Upon setting up our docker, we can spawn a shell as shown below
❯ docker exec -it wgmy-flag_checker-1 /bin/bash
root@ef917d02df99:/home/ctf# ldd flag_checker # show the dependencies
linux-vdso.so.1 => (0x00007ffe15bfe000)
libc.so.6 => /lib/x86_64-linux-gnu/libc.so.6 (0x00007fa350800000)
/lib64/ld-linux-x86-64.so.2 (0x00007fa350c00000)
root@ef917d02df99:/home/ctf# ls -al /lib64/ld-linux-x86-64.so.2 /lib/x86_64-linux-gnu/libc.so.6
lrwxrwxrwx 1 root root 32 Apr 21 2021 /lib64/ld-linux-x86-64.so.2 -> /lib/x86_64-linux-gnu/ld-2.23.so
lrwxrwxrwx 1 root root 12 Apr 21 2021 /lib/x86_64-linux-gnu/libc.so.6 -> libc-2.23.so
As we can see, the binary is dynamically compiled with the libc and ld at the paths shown above.
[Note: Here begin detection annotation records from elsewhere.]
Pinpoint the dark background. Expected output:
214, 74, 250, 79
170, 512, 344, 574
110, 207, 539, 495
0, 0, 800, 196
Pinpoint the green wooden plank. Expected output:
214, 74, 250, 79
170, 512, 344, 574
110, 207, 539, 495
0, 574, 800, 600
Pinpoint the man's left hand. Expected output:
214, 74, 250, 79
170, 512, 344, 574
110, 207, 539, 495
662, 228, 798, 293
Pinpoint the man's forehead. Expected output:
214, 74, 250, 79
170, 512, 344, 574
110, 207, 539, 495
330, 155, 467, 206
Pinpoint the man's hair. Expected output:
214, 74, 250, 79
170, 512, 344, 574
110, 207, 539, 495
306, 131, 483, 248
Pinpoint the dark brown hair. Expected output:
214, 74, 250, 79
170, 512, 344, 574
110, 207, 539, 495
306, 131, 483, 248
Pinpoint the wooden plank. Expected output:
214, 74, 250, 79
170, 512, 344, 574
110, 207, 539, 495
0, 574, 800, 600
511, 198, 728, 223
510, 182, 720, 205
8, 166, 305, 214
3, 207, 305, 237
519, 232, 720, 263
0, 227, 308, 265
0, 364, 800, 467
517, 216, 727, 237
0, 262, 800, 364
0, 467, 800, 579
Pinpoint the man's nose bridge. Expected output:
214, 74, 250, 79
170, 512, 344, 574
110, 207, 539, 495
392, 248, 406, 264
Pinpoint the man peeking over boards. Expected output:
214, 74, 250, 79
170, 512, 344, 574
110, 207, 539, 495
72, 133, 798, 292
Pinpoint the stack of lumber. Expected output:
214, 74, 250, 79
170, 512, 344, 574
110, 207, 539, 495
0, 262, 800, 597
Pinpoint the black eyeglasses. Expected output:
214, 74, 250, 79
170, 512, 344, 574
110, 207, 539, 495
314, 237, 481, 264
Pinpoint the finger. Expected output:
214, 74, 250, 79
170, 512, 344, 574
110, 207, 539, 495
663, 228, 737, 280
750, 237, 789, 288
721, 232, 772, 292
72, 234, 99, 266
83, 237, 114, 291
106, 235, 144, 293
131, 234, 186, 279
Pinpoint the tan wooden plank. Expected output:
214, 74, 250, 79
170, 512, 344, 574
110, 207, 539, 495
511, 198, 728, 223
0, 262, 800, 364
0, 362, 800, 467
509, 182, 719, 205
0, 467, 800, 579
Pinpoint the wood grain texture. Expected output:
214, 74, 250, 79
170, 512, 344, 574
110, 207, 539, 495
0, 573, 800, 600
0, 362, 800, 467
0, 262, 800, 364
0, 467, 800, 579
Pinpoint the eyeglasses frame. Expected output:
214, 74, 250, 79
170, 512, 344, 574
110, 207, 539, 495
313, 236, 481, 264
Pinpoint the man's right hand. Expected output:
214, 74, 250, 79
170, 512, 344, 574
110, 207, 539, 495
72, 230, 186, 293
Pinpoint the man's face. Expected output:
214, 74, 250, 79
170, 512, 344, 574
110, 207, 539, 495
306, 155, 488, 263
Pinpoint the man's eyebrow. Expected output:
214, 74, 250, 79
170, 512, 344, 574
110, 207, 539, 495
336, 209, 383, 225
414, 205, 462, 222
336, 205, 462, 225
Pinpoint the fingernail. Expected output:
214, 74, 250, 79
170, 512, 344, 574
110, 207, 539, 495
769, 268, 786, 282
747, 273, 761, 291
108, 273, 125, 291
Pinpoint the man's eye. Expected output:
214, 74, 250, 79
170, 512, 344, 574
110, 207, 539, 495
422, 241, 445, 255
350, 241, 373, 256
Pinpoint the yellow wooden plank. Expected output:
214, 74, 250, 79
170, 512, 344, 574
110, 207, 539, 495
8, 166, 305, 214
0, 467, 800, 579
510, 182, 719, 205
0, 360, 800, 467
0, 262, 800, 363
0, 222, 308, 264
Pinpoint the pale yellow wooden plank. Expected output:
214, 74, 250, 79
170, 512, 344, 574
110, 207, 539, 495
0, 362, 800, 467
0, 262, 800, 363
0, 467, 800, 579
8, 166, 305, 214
We can copy out both the libc and ld into our host.
❯ docker cp wgmy-flag_checker-1:/lib/x86_64-linux-gnu/ld-2.23.so .
❯ docker cp wgmy-flag_checker-1:/lib/x86_64-linux-gnu/libc-2.23.so .
Finally, we can link the libc and the ld to our binary in our host, which would cause the environment to be identical to that of the remote server (which we ultimately need to exploit to get the flag).
❯ ldd flag_checker
linux-vdso.so.1 (0x00007fffafdfd000)
./libc-2.23.so (0x00007fa3afa00000)
./ld-2.23.so => /usr/lib64/ld-linux-x86-64.so.2 (0x00007fa3afe61000)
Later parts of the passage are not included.